Democrats say EPA Safeguards Speak for Themselves

Oct 4, 2011

(Washington, DC) – Today the House Committee on Science, Space, and Technology’s Subcommittee on Energy and Environment held a hearing entitled, “Quality Science for Quality Air.”  The purpose of the hearing was to examine the Environmental Protection Agency’s (EPA) process for setting standards under the Clean Air Act. 

The Clean Air Act (CAA) defines EPA's responsibilities for protecting and improving the nation's air quality.  According to the American Lung Association, the CAA prevented an estimated 160,000 premature deaths last year alone. And according to a peer-reviewed study completed by the EPA, by 2020 the Clean Air Act will annually prevent about 230,000 deaths, 200,000 cases of heart disease, 2.4 million asthma flare-ups, and 22.4 million missed school and work days. 

Despite assertions that the CAA adversely affects the economy, studies shows that the regulations have resulted in an economic value of nearly tens to hundreds of billions of dollars annually.  In addition, these regulations have fostered the development of technologies that have kept the U.S. in the forefront of global innovation in this sector.  Over the last 20 years, total emissions of the six principal air pollutants have decreased by more than 41 percent, while the Gross Domestic Product has increased by more than 64 percent.  Nonetheless, despite 40 years of success, the Clean Air Act and the EPA remain at the center of an often heated political debate.

Ranking Member Brad Miller (D-NC) said in his opening statement, “Unfortunately, there is a troubling force at play here as politicians have discovered the distinct political value of vilifying the EPA.  To them, there is no middle ground, and no room for negotiation or compromise with this “rogue agency”.  In politicizing the issue – sometimes far beyond the comfort level of the industries they profess to champion – there also seems to be no limit to the hysterics.  In a recent hearing on the EPA’s transport rule before this Committee, a witness actually went as far as to say that the rule will “jeopardize the lives of our most medically fragile citizens.” 

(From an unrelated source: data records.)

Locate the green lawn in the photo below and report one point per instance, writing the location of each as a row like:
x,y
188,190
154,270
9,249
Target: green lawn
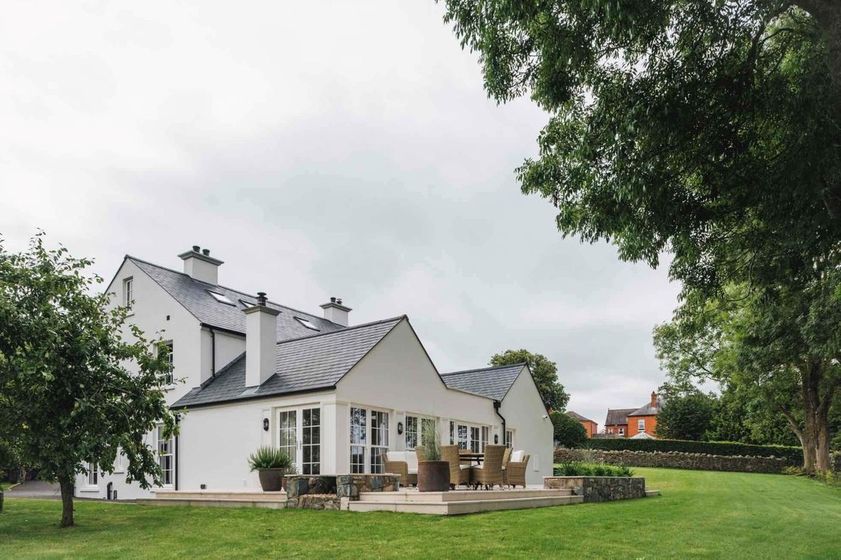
x,y
699,515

He continued, “Demonizing environmental safeguards and the EPA by making specious claims that regulations kill jobs – and even people – while completely ignoring the proven positive effects they have on public health and the economy, is another cynical ploy to get Americans to vote against their own self-interest.  Thankfully, poll after poll shows that the public believes that EPA should protect their right to clean air and water more than they believe that pollution is the price they must pay for economic security.”

Dr. George Thurston, an expert in the associations between ambient air pollution and adverse human health effects, stated in his testimony, “The evidence is clear and consistent:  air pollution is adversely affecting the health and lives of Americans across our nation.  There is coherence between the epidemiologic study associations and experimental study results, validating that there is indeed a cause-effect relationship between air pollution and adverse human health effects.  The importance of these health effects relationships is made all the more imperative by the fact that virtually every American is directly impacted by this pollution.  Cleaning the air causes improvements in public health, saving lives, and improving the quality of life of all Americans.”

Mr. Miller closed his opening statement, “Although significant progress has been made in the past 40 years, it is our job now to build upon this legacy and ensure that we continue to improve our environmental quality while fostering a strong economy.  This is not science fiction; it is our history.  In the U.S. a healthy environment and strong economy are not mutually exclusive.  Stricter pollutions limits force us to push the envelope of scientific innovation and create new technologies.  And, as it has been proven many times over, improved worker productivity, increased agricultural yield, reduction in mortality and illness, and other economic and public health benefits far outweigh the costs of compliance.”